Instant Voice Cloning
Create custom voices from short audio samples for your text-to-speech applications
Overview
Instant voice cloning is one of Speechify API’s core features. Our system lets you create a voice cloned from a short audio sample and use this cloned voice for speech synthesis requests. There is no limit to the number of voices you can clone.
Voice Sample Requirements
- Duration: 10-30 seconds (keep under one minute)
- File size: Below 5MB for pre-recorded samples
- Quality: Clear speech with minimal background noise
- Language: Must be in one of the supported languages
The cloned voice will capture many aspects of the sample, including accent, speaking style, and tone. Using a good microphone is recommended for optimal results.
If you need sample text for recording, try reading this:
Listening is like riding a storytelling rollercoaster, where you can lean back and enjoy the ride without having to steer.
The speaker’s voice becomes your trusty guide, leading you through twists and turns. It’s like having a personal audiobook adventure just for you!

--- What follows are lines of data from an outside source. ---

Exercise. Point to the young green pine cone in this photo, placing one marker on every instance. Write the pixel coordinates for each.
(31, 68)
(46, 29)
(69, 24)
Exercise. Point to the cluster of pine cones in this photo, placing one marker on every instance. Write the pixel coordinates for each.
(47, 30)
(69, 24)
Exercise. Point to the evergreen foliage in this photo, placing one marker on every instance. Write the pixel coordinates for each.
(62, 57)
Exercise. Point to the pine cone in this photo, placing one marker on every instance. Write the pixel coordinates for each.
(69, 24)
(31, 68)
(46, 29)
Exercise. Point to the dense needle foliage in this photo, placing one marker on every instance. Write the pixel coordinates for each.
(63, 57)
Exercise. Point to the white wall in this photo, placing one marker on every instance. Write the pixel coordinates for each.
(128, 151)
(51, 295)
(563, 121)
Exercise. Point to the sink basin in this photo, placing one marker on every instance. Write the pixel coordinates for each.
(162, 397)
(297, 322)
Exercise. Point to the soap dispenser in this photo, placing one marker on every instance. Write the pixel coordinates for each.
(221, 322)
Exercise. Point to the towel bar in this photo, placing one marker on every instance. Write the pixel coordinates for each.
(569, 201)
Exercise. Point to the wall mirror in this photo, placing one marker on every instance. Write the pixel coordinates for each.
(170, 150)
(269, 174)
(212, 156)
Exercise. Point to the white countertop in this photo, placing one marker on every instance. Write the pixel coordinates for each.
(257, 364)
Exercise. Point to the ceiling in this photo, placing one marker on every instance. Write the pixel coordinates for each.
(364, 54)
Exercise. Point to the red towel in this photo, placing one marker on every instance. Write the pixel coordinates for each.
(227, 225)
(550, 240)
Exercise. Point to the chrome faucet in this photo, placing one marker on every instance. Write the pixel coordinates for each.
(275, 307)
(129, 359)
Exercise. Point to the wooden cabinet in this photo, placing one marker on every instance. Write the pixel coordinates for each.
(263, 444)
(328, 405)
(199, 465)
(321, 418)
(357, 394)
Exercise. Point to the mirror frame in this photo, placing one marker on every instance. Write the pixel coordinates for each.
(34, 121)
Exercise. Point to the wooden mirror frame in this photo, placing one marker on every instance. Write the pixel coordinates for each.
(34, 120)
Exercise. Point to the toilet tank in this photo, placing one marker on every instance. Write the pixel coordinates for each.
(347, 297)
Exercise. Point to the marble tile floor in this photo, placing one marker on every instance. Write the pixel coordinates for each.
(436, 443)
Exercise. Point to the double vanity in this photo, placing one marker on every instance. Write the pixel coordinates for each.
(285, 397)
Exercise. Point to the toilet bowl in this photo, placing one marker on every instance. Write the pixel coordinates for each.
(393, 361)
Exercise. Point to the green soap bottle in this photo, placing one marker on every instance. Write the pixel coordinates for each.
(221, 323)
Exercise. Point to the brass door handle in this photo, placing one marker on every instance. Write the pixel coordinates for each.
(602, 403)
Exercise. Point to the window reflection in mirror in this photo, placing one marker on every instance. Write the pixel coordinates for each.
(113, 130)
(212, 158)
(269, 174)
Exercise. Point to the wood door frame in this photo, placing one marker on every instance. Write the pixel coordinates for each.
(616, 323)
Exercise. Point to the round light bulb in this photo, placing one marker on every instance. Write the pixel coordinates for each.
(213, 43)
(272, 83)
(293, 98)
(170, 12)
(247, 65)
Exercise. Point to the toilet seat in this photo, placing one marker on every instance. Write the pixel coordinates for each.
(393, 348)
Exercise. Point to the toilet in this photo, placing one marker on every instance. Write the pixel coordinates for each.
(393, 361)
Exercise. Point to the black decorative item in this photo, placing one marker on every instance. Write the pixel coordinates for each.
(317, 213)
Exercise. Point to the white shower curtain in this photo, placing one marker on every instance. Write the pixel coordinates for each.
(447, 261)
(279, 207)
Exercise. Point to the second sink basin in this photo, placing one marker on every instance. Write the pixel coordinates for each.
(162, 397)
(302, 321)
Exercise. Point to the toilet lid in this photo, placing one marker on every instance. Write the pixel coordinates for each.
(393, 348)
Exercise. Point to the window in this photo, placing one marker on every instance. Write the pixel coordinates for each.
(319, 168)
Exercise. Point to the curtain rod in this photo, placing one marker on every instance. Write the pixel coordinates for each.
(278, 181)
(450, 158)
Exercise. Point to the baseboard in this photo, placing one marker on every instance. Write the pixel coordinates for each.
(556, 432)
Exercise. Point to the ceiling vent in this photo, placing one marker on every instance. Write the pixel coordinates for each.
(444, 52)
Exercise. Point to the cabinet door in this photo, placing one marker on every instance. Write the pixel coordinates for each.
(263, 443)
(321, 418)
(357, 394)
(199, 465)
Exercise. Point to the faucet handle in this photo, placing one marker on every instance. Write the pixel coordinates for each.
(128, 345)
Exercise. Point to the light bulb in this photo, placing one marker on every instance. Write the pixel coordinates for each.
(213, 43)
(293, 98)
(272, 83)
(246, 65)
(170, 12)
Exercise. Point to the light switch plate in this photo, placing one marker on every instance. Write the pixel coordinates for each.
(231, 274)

So, buckle up, and let the fun begin!
API Implementation
Create a cloned voice
Send a POST request to https://api.sws.speechify.com/v1/voices
with the audio data, voice name, and consent confirmation.
You must provide consent that the voice belongs to you or to someone you represent.
Use the cloned voice
The voice will appear in the voices list alongside shared voices provided by Speechify.
Use this voice’s ID as the voice_id
parameter in speech generation endpoints:
Using the Speechify Console
You can clone voices directly through the Speechify Console UI. The console provides two options:
Import an existing audio file containing the voice sample.
Record a new voice sample directly from your browser.
Once created, the voice will appear in your voices list, allowing you to test it immediately.